Trader's Alley: Week 6 Buy Low, Sell High, and Hold

Oct 13, 2021
 Trader's Alley: Week 6 Buy Low, Sell High, and Hold

Welcome to the Week 6 edition of Trader’s Alley for the 2021 fantasy football season. As the fantasy season nears its midpoint, we’re starting to see a clear separation between offenses who will have week-to-week fantasy relevancy regardless of matchup, while other teams will only have a few valuable (or even rosterable) players besides the occasional sneak start. With the help of the Hot Spots App and some opportunity metrics, we can spot some clear regression candidates worth moving for maximum value, as well as some undervalued players worth targeting regardless of your league settings.

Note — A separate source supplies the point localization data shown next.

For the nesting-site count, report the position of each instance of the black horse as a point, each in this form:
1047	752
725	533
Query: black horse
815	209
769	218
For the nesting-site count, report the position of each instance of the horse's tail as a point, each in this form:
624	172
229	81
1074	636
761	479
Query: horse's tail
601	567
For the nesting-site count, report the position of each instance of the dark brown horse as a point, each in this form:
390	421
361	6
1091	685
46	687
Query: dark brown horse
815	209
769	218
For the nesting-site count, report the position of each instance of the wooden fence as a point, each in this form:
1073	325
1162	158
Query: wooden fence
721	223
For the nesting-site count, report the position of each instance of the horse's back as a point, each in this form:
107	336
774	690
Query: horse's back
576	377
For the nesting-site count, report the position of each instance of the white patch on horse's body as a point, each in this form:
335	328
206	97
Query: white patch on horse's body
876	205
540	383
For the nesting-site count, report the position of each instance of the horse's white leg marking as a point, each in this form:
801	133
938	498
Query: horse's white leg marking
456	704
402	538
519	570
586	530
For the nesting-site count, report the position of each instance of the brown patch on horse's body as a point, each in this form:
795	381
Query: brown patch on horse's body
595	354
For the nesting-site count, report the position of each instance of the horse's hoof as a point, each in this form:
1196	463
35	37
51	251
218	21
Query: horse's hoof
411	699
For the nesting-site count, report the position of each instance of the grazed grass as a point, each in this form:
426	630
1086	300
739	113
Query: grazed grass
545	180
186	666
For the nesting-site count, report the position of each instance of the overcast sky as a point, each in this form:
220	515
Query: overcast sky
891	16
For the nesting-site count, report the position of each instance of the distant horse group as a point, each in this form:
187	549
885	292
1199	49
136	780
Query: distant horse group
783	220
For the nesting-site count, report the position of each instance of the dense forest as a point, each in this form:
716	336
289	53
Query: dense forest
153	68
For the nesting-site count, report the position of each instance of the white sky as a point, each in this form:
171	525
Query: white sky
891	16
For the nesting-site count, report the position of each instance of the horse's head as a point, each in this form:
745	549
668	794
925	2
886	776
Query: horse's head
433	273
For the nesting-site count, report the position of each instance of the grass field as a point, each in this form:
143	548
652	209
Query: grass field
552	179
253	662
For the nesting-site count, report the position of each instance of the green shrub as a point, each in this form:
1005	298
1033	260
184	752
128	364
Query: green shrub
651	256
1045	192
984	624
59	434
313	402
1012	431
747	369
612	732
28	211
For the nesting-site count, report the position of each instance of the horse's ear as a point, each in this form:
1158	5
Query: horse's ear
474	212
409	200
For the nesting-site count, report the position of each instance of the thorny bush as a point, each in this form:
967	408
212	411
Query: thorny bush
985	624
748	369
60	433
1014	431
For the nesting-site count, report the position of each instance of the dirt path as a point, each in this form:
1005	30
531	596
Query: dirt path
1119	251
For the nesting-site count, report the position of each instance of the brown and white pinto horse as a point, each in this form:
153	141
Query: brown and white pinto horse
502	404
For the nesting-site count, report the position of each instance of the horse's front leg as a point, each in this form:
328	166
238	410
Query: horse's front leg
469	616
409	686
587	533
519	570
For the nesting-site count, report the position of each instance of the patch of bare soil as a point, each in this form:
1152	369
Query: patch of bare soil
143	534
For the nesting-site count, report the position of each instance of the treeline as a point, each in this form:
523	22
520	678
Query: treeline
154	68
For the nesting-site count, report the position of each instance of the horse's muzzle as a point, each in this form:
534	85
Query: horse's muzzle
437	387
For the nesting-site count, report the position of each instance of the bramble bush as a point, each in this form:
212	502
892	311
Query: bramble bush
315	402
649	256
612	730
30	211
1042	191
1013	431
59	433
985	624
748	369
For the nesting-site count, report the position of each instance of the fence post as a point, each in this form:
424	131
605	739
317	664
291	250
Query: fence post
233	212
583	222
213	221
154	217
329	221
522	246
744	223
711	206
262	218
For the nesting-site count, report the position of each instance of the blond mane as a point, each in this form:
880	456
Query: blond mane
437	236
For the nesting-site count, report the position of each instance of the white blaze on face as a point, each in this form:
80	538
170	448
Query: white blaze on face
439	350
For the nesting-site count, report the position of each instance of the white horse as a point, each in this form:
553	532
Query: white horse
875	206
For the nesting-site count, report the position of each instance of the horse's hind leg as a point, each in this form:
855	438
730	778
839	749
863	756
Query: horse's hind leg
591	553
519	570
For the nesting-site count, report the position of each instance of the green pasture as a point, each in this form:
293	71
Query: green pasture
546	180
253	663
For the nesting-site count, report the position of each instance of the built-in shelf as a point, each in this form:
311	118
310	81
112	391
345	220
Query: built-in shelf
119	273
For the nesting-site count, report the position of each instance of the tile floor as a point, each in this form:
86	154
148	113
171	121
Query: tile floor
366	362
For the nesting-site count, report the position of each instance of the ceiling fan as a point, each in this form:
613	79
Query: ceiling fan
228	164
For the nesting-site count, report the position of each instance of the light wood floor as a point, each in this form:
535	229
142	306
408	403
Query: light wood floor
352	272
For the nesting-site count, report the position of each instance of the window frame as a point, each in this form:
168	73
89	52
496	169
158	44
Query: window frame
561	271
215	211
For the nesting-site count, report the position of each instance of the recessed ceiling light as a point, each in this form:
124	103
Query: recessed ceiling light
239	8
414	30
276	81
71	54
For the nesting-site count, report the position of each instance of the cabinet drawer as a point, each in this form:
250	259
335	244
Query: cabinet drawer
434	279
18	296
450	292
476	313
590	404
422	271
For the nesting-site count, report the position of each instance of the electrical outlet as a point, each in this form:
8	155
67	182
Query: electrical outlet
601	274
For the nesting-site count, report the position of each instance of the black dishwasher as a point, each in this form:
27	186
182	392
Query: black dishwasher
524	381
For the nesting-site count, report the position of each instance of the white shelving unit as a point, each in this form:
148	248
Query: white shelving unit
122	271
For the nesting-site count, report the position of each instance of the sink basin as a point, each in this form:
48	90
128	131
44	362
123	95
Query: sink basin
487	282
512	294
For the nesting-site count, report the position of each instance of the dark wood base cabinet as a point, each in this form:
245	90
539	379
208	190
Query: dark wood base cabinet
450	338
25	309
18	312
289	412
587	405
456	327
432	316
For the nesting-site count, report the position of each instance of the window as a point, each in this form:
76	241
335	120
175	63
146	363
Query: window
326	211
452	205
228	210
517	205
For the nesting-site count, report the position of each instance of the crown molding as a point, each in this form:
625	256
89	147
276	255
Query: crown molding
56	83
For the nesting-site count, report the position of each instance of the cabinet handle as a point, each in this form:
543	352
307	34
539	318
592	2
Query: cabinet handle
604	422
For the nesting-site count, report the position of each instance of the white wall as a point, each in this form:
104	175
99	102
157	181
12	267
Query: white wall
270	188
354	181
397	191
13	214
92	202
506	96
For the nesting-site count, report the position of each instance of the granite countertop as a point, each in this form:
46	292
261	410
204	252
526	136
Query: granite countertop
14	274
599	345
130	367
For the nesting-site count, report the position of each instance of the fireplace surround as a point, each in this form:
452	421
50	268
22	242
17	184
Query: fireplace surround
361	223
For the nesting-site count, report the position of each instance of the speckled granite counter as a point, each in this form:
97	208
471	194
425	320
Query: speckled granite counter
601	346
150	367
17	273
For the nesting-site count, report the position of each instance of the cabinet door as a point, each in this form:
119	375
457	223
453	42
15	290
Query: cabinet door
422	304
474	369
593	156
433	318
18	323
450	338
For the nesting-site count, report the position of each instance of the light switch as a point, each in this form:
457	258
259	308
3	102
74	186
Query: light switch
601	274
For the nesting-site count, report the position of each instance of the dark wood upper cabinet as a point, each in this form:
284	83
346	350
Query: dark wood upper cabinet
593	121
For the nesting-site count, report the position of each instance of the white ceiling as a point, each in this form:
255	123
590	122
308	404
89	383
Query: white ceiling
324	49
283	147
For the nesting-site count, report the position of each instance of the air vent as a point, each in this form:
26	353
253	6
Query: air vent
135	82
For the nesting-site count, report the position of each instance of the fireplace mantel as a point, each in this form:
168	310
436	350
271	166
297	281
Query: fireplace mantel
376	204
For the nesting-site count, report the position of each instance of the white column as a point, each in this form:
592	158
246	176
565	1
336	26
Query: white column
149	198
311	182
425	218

Below is my Buy Low, Sell High, and Hold recommendations heading into Week 6. In addition to this article, don’t forget to use the 4for4 Trade Evaluator to try and mine even more value out of your moves. And remember, these recommendations are just the beginning of your fantasy trade considerations. Every league and every team is different. These are just some of the players who I’m interested in this week.

Trade for D’Andre Swift

After a mediocre Week 4 against the Bears where he earned a season-low eight carries, Swift bounced back in a big way last Sunday, gaining 104 total yards and a touchdown, and earned six-plus targets for the fourth time in five games. Even on the Lions’ middling offense, Swift continues to earn a massive amount of the team’s high-value touches and currently ranks fourth in expected PPR points per game (via PFF’s XFP model) behind Derrick Henry, Christian McCaffrey and Najee Harris.

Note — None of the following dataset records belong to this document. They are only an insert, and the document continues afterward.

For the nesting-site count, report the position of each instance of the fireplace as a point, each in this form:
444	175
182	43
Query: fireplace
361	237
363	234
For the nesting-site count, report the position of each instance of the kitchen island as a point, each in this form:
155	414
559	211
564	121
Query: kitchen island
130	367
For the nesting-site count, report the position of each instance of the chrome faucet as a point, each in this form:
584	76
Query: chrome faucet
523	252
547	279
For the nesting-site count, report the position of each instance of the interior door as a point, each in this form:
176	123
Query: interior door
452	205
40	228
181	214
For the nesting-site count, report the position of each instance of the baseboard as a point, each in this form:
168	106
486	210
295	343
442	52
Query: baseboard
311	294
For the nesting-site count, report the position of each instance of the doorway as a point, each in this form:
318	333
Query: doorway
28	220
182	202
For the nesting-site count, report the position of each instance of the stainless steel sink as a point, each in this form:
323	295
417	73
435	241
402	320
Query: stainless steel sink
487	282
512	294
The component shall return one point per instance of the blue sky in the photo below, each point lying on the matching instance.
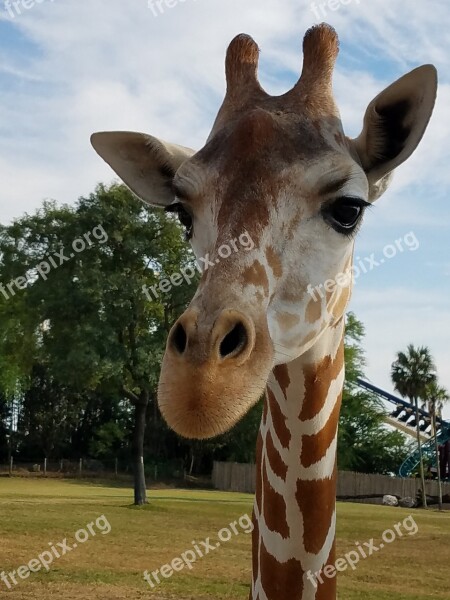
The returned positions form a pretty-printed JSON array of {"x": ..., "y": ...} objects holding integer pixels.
[{"x": 69, "y": 68}]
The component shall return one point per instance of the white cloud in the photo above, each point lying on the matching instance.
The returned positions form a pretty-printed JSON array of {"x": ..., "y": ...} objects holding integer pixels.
[{"x": 108, "y": 64}]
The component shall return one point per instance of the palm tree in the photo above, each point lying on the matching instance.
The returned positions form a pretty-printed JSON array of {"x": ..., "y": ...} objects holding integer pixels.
[
  {"x": 436, "y": 396},
  {"x": 411, "y": 373}
]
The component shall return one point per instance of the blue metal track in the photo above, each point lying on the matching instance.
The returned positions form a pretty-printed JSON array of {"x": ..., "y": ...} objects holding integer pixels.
[{"x": 405, "y": 413}]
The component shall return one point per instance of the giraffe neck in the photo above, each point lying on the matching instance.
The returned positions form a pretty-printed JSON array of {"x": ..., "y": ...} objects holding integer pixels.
[{"x": 295, "y": 501}]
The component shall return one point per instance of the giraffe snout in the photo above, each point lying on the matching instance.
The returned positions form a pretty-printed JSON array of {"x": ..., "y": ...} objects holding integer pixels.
[
  {"x": 232, "y": 337},
  {"x": 215, "y": 368}
]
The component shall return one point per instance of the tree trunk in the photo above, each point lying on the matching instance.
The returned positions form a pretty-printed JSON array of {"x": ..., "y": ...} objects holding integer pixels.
[
  {"x": 140, "y": 490},
  {"x": 438, "y": 462},
  {"x": 419, "y": 446}
]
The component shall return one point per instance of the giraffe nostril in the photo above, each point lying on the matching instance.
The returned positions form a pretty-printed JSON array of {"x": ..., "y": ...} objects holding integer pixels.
[
  {"x": 179, "y": 339},
  {"x": 234, "y": 342}
]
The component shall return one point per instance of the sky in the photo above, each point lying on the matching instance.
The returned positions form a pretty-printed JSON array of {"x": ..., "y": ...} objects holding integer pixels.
[{"x": 72, "y": 67}]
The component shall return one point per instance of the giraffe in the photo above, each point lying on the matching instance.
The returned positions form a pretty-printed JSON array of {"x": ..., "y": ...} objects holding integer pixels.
[{"x": 282, "y": 170}]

Even with the efficient performance in Week 5, Swift is still under-performing expectations on the season and can be considered a positive regression candidate based on the quality of his touches week in and week out. His floor is still somewhat low, as his 12-opportunity day in Week 4 illustrated, but Swift’s current manager may not realize just how valuable a workload Swift has as a receiver. In PPR or half-PPR formats, he’s a top-15 running back and every-week starter the rest of the season.

Trade Marquise Brown

Brown capped-off Baltimore’s incredibly comeback victory in Week 5 with a game-winning touchdown, his second of the day, en route to 33.5 PPR points, the third-highest among all wideouts. The beneficiary of a revamped Baltimore passing offense that no longer ranks at the bottom of the league in attempts per game, Brown earned double-digit targets for the second time in five weeks last Monday, and scored a long touchdown on a beautiful double move, leaving his defender completely in the dust. Brown is finally playing up to his first-round draft status, and is absolutely a buy in dynasty formats, but in season-long leagues, Brown is over-performing his expected production by 31.0%, the highest of all top-24 wide receivers (in XFP).

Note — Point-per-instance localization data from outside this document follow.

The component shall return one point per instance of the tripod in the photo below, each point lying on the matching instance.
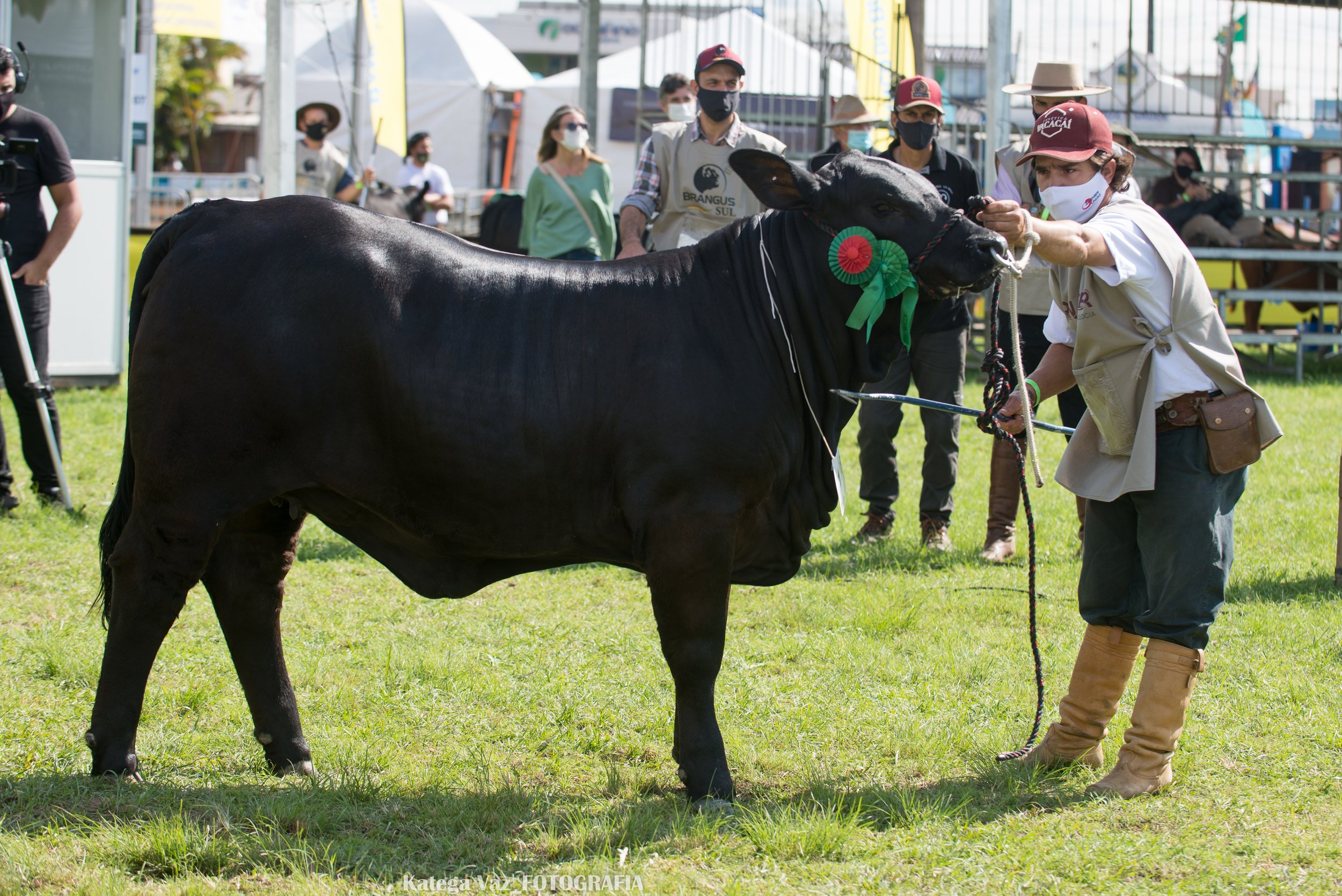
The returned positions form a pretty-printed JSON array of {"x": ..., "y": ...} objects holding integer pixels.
[{"x": 39, "y": 391}]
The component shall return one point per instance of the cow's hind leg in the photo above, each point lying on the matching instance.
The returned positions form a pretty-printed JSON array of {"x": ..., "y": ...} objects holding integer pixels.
[
  {"x": 156, "y": 561},
  {"x": 689, "y": 566},
  {"x": 246, "y": 581}
]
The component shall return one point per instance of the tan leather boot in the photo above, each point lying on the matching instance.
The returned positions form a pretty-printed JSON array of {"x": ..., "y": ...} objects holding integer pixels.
[
  {"x": 1003, "y": 504},
  {"x": 1104, "y": 665},
  {"x": 1144, "y": 761}
]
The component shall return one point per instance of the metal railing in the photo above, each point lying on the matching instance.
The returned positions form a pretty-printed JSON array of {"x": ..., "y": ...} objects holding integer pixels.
[{"x": 155, "y": 206}]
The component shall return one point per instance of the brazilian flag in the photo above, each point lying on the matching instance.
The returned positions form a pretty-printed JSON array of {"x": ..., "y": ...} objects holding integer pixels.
[{"x": 1241, "y": 28}]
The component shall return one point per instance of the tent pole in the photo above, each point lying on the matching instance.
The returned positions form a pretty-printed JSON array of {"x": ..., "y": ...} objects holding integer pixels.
[
  {"x": 358, "y": 97},
  {"x": 589, "y": 52},
  {"x": 278, "y": 127}
]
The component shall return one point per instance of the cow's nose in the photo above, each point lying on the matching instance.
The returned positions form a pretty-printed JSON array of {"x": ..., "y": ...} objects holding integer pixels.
[{"x": 994, "y": 246}]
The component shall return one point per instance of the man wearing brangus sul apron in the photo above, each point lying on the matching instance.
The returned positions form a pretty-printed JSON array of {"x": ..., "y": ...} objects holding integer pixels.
[{"x": 1160, "y": 454}]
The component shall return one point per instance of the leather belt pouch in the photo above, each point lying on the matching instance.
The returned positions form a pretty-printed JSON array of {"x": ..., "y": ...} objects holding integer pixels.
[{"x": 1231, "y": 427}]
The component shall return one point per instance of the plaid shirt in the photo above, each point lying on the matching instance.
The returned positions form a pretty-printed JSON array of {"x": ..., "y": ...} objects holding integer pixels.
[{"x": 647, "y": 183}]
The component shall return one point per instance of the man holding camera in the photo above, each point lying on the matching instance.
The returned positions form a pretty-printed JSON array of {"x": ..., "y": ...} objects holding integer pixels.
[{"x": 35, "y": 247}]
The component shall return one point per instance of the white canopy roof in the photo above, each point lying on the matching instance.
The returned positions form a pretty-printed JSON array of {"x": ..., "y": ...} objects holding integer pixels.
[
  {"x": 776, "y": 62},
  {"x": 450, "y": 63},
  {"x": 442, "y": 47}
]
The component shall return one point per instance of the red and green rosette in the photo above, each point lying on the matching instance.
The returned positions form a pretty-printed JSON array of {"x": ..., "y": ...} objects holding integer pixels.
[
  {"x": 851, "y": 255},
  {"x": 881, "y": 268}
]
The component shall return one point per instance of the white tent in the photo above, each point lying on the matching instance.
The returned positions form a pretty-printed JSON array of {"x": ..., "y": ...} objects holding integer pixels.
[
  {"x": 451, "y": 61},
  {"x": 776, "y": 63},
  {"x": 1161, "y": 103}
]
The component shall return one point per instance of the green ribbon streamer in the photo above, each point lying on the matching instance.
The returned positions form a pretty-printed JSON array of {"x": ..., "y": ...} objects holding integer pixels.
[{"x": 892, "y": 278}]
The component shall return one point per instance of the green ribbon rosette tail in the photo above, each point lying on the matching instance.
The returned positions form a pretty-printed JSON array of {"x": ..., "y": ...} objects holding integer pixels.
[{"x": 881, "y": 267}]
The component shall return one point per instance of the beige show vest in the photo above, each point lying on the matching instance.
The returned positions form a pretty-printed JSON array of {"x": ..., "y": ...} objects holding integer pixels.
[
  {"x": 699, "y": 194},
  {"x": 1114, "y": 448},
  {"x": 1034, "y": 293}
]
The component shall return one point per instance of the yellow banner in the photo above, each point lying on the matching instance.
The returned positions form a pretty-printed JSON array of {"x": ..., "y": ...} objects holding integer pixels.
[
  {"x": 385, "y": 23},
  {"x": 189, "y": 18},
  {"x": 882, "y": 49}
]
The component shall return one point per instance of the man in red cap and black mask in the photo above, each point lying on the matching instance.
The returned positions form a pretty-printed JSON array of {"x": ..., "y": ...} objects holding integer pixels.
[
  {"x": 936, "y": 360},
  {"x": 683, "y": 181},
  {"x": 1160, "y": 455}
]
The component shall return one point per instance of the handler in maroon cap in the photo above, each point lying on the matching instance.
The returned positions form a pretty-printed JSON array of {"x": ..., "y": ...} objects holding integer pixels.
[
  {"x": 1160, "y": 454},
  {"x": 683, "y": 183}
]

Despite the Ravens being more efficient than ever on a per-pass basis, Brown ranks outside the top-30 receivers in air yards share and doesn’t even lead his team in target share or receptions. Brown is a fantastic player and should have a very solid rest of the year, but with the Ravens getting first-round pick Rashod Bateman this week, there’s enough uncertainty to try and move Brown for another more consistent top-24 receiver.

Trade Keenan Allen

It’s been a mildly infuriating season for Keenan Allen’s fantasy managers this season, as they’ve watched the Los Angeles Chargers offense, led by budding superstar Justin Herbert, flourish under Herbert and new offensive coordinator Joe Lombardi, but not to the benefit of Allen. Allen still leads the team in snap share, target share, and red zone target share, but ranks a distant second in receiving yards, and most importantly, especially for fantasy football, fellow wide receiver Mike Williams has absolutely smashed Allen in the touchdown department, scoring six to Allen’s one entering Week 6.

Allen is still a vital part of his offense and is a positive regression candidate himself, but it’s clear that from a scheme standpoint, Williams has the more valuable role (some have deemed it the “Michael Thomas” role, based on Thomas’ success during Lombardi’s time in New Orleans), and limits the upside of the perennial target-hog Allen. Games with 15-plus targets for Allen, which we saw multiple times a season ago, seem much less likely in the Lombardi system than under previous Chargers’ regimes. With an extremely difficult string of games ahead for Los Angeles (their rest of season aFPA ranking is sixth-toughest in the league), Allen still carries a massive name brand and remains a featured player on a high-powered offense, which should allow you to get a top-12 overall player in return. He’s still the WR8 in our rest of season rankings.